Give Some Love and Respect – Every Single Day
Our roadschooling adventures have begun, and one of the things that has really stood out to me is how grateful I am for my girls’ natural propensity to give back – to others, to nature, and animals. I’ve been raising little activists, and it’s been wonderful to see them take initiative to make the world a better place.
Little Ways To Give Back:
I ordered a little kids’ book a while back called “Have You Filled A Bucket Today”. The girls really grasped the concept and it was a great way to help them see how to give more to others. The gist of the book is that you want to fill people’s buckets with love and kindness – and in turn, yours fills up as well. When you empty someone else’s bucket, it doesn’t makes yours more full, but is a lose-lose situation. So it helps kids see how they can give love and serve others and how everyone benefits. We’ve been pumping this concept into our kids – not just about filling human buckets, but how we can fill the bucket for Mother Earth and all her inhabitants.

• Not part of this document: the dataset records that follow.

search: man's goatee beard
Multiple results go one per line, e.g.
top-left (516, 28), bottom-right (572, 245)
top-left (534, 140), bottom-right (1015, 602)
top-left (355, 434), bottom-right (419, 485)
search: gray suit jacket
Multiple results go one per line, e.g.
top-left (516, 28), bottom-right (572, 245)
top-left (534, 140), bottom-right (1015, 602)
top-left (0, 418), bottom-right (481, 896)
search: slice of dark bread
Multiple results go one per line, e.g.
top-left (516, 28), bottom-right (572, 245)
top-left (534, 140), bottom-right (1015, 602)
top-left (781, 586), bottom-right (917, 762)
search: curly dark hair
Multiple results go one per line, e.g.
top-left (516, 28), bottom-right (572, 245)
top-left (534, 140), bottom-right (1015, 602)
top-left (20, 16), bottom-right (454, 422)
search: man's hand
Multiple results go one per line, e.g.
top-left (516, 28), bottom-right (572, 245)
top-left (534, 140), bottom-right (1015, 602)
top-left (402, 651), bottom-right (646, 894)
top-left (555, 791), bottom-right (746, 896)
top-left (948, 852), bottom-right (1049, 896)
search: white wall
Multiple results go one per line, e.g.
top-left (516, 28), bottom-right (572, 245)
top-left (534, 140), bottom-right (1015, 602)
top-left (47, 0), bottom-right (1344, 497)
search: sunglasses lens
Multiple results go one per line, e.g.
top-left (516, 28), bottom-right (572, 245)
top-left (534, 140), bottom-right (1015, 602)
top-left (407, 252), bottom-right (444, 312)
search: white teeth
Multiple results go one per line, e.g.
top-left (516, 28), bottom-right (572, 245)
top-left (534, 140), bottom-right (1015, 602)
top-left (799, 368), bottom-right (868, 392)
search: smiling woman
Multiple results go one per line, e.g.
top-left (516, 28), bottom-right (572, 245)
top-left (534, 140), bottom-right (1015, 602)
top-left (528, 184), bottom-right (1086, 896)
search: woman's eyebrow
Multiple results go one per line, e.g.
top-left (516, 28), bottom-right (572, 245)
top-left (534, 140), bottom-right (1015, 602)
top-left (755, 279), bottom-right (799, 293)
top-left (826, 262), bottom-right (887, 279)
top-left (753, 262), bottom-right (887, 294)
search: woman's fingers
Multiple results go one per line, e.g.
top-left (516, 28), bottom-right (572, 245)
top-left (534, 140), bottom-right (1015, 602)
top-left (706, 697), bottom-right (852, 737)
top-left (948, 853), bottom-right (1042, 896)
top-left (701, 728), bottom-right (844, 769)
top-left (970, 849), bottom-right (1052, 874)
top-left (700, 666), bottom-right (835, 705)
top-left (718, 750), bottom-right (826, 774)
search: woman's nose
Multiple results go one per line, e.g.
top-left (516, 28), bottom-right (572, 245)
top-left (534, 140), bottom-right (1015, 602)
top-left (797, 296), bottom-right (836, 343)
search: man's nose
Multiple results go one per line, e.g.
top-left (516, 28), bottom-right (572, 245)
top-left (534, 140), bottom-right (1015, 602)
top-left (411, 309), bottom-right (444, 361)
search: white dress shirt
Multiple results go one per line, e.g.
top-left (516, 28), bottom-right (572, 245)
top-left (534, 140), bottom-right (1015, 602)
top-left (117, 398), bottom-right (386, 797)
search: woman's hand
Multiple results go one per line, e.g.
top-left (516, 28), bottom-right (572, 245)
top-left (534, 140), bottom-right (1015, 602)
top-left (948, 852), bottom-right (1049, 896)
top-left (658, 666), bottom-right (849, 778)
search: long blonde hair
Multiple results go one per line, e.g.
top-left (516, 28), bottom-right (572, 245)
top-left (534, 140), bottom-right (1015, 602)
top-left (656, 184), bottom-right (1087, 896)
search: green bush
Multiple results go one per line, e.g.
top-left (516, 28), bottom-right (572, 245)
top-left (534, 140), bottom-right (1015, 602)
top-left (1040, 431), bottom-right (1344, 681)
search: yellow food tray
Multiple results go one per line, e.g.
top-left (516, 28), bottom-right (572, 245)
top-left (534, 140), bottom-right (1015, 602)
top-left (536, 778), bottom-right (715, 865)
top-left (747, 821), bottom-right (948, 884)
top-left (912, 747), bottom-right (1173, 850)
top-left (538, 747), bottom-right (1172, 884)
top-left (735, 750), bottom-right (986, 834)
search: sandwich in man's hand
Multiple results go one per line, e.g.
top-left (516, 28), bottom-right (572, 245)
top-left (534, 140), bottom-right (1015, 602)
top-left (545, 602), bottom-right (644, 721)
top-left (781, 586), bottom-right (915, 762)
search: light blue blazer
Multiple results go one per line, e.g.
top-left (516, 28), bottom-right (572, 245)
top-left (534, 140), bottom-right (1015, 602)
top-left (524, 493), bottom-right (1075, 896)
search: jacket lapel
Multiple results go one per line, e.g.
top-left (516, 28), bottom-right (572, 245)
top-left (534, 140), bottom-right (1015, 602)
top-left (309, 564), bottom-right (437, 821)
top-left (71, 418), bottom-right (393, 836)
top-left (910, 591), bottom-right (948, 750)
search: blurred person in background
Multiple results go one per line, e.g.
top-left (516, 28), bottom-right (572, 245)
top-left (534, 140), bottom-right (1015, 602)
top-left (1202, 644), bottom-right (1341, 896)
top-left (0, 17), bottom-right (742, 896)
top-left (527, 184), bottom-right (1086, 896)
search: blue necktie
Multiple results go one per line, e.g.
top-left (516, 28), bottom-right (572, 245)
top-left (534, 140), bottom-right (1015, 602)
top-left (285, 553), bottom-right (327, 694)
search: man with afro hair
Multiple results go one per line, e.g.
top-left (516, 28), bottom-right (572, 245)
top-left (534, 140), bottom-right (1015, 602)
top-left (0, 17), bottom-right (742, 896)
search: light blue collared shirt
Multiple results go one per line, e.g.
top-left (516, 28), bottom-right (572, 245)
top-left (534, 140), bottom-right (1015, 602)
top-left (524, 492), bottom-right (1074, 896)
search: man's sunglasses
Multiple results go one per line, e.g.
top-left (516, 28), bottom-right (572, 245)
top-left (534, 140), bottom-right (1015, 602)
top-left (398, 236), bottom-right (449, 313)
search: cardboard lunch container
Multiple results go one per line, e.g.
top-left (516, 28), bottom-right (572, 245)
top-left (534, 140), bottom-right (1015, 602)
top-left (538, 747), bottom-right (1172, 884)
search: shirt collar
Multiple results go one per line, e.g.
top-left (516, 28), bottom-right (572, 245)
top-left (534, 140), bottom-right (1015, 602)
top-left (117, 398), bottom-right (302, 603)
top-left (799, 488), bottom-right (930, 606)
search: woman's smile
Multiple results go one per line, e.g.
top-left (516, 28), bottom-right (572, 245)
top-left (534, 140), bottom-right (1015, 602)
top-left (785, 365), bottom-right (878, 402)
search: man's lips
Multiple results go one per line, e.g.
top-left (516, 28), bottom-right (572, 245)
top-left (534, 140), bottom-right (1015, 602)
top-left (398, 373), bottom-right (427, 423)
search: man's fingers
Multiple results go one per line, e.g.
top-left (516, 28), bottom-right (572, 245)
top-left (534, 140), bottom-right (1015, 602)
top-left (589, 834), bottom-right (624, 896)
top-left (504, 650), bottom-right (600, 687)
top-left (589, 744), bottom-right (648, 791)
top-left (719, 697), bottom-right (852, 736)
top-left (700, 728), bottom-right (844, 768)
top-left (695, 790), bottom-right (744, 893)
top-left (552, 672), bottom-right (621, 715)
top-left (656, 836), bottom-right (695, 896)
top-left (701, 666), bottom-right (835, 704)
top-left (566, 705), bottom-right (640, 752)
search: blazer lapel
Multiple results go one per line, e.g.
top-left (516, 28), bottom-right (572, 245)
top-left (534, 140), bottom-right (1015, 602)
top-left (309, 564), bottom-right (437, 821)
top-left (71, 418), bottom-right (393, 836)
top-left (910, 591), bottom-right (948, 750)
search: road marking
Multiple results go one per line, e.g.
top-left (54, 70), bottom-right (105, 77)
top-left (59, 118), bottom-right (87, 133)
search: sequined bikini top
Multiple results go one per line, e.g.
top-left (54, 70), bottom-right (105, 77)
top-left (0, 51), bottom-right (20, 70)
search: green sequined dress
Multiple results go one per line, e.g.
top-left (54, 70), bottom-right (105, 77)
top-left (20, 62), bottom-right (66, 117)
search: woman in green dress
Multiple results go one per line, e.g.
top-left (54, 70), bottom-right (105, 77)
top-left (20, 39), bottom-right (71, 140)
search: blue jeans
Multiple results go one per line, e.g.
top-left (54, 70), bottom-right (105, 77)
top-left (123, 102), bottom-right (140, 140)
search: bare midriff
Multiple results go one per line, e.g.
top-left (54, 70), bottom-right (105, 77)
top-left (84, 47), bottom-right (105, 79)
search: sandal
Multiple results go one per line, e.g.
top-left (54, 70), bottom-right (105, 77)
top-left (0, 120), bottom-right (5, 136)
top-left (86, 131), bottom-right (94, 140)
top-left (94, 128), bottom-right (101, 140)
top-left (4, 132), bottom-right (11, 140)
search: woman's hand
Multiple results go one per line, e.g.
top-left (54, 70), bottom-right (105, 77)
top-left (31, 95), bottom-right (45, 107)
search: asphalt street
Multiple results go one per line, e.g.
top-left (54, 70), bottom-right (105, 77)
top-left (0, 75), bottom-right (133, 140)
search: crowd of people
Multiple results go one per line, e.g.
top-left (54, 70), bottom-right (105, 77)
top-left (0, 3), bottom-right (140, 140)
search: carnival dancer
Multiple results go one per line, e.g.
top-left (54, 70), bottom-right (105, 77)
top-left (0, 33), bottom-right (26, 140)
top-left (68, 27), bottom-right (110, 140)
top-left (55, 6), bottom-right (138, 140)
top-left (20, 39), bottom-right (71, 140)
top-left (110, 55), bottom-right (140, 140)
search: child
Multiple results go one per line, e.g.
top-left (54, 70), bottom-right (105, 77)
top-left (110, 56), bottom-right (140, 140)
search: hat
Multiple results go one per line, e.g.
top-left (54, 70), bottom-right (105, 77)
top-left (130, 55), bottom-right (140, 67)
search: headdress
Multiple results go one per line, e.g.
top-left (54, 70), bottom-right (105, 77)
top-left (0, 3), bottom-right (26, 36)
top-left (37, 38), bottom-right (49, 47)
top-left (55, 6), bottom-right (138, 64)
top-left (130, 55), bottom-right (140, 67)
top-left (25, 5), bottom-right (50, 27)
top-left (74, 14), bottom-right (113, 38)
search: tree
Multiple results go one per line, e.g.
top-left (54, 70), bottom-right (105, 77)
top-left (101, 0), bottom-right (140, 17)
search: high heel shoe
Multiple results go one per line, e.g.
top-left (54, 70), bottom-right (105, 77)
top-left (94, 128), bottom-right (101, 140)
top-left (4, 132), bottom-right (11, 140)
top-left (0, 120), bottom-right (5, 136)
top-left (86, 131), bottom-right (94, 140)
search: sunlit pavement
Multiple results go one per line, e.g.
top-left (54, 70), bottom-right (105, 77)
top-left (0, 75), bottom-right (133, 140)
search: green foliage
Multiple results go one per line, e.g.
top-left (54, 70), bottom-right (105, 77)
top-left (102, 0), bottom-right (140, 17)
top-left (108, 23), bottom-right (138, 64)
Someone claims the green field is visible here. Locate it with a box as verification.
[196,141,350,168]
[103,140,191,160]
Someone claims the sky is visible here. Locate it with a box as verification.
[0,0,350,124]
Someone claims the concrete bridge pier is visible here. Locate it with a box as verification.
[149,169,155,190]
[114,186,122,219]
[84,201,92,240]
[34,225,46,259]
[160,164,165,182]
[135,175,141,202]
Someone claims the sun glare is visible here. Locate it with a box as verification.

For example, Clara (age 9) noticed all the remains of Halloween festivities on the ground at our new campsite. Next thing I see is her walking through the campgrounds with a plastic bag, picking up all the litter on the ground. (She also decided to save the insects by putting paper down on all our sticky traps inside the camper…A+ for ingenuity and bug activism, not quite as appreciated, though).
Ellie (age 7) makes it a point to make friends wherever we go. She has no boundaries on age, but loves talking to people and accomplishing her secret mission – to make them smile.
Juliet (age 4) took what we learned on our nature tour to heart yesterday and gave us all a lecture on not leaving food out for animals to eat. “You can’t leave da food out or da bears will eat it, and dat’s not good for dem!”
So – here are a few easy tips to give back in many ways – what can you as a family do every day to “fill a bucket?”
For Mother Earth:
- Bring a bag along and collect litter when you are out on a hike
- Compost – it’s amazing how this little thing makes you more aware of what waste is left over, and what you choose to eat that isn’t compostable. With our mainly vegan diet, there isn’t much we eat that the chickens can’t devour after us!
- Don’t damage plants, and give a tree a hug now and then (yes, we’re literally tree huggers).
- Plant trees – you can get small trees through the Audubon Society and many other organizations. Get involved in brush cleanup and other ways to preserve nature.
- Get your hands dirty – experience what it’s like to dig your hands in soil, marvel at beautiful rocks, and play in the mud.
- Ground yourself. Take your shoes off and fill the earth below you. This is your own personal bucket-filler.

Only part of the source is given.